FDA Approval for Axitinib
Brand name: Inlyta®
Full prescribing information is available, including clinical trial information, safety, dosing, drug-drug interactions and contraindications.
On January 27, 2012, the Food and Drug Administration (FDA) approved axitinib tablets (Inlyta®, made by Pfizer, Inc.) for the treatment of advanced renal cell carcinoma after the failure of one prior systemic therapy.
The approval is based on an international randomized open-label trial in patients with advanced renal cell carcinoma after the failure of one prior systemic regimen. The primary efficacy endpoint was progression-free survival (PFS).

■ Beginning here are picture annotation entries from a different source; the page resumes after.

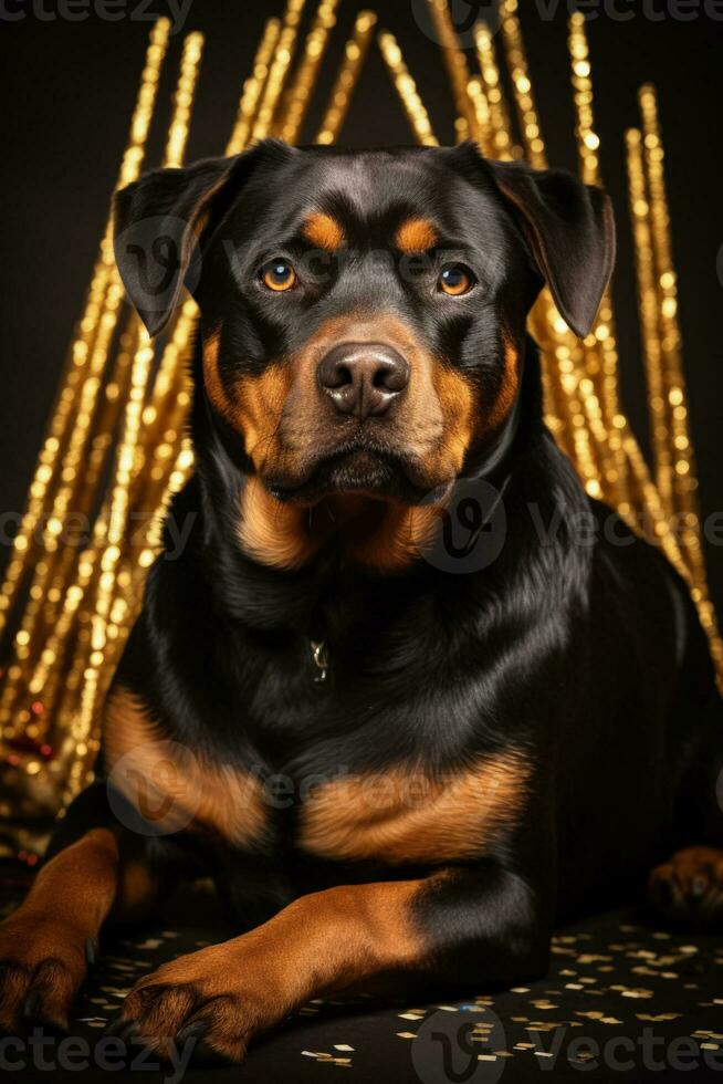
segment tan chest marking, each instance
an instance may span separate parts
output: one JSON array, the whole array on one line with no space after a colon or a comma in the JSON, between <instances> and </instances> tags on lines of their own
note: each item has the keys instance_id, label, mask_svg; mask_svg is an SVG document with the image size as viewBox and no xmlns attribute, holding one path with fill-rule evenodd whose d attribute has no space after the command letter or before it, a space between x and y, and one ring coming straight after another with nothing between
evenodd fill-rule
<instances>
[{"instance_id":1,"label":"tan chest marking","mask_svg":"<svg viewBox=\"0 0 723 1084\"><path fill-rule=\"evenodd\" d=\"M314 791L300 844L325 858L438 862L483 854L521 816L530 764L521 752L432 780L396 769Z\"/></svg>"},{"instance_id":2,"label":"tan chest marking","mask_svg":"<svg viewBox=\"0 0 723 1084\"><path fill-rule=\"evenodd\" d=\"M263 783L166 740L140 697L123 687L106 705L104 748L113 784L159 833L199 825L237 846L263 838Z\"/></svg>"}]
</instances>

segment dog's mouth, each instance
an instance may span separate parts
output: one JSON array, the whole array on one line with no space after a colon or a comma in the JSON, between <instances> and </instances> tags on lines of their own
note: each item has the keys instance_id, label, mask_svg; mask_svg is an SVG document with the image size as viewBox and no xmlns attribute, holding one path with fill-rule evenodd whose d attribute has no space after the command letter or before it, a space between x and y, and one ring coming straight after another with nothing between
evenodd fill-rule
<instances>
[{"instance_id":1,"label":"dog's mouth","mask_svg":"<svg viewBox=\"0 0 723 1084\"><path fill-rule=\"evenodd\" d=\"M432 488L413 458L367 441L316 456L298 478L266 478L264 483L277 500L300 504L347 493L418 504Z\"/></svg>"}]
</instances>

The trial enrolled 723 patients: 361 patients were assigned to receive axitinib 5 mg orally twice daily, and 362 patients were assigned to receive sorafenib 400 mg orally twice daily. Treatment continued until disease progression, unacceptable toxicity, or withdrawal of consent. All enrolled patients had an ECOG performance status of 0 or 1 and all patients had received one prior systemic therapy that contained one of the following treatments: sunitinib, temsirolimus, bevacizumab or cytokine(s). The trial excluded patients who had uncontrolled hypertension.
The PFS analysis demonstrated a statistically significant improvement in PFS in patients receiving axitinib compared with patients receiving sorafenib (HR=0.67; 95 percent CI: 0.54, 0.81; p< 0.0001, log-rank test). The median PFS of patients receiving axitinib was 6.7 months (95 percent CI: 6.3, 8.6) compared with a median PFS of 4.7 months (95 percent CI: 4.6, 5.6) for patients receiving sorafenib. This improvement in PFS was greater in the cytokine-pretreated subgroup in comparison with the sunitinib-pretreated subgroup.
The most common (at least 20 percent) adverse reactions in patients treated with axitinib were diarrhea, hypertension, fatigue, decreased appetite, nausea, dysphonia, palmar-plantar erythrodysesthesia (hand-foot) syndrome, decrease in weight, vomiting, asthenia, and constipation. Other severe adverse reactions reported in patients treated with axitinib included hypertensive crisis, arterial and venous thrombotic events, hemorrhage, gastrointestinal perforation and fistula formation, and reversible posterior leukoencephalopathy syndrome.
The recommended dose schedule of axitinib is 5 mg orally twice daily, administered approximately 12 hours apart with or without a meal.
This summary was provided by Richard Pazdur, M.D., director of the FDA's Division of Oncology Drug Products.
The FDA is the division of the U.S. Department of Health and Human Services charged with ensuring the safety and effectiveness of new drugs and other products. (See "Understanding the Approval Process for New Cancer Treatments.") The FDA's mission is to promote and protect the public health by helping safe and effective products to reach the market in a timely way, and monitoring products for continued safety after they are in use.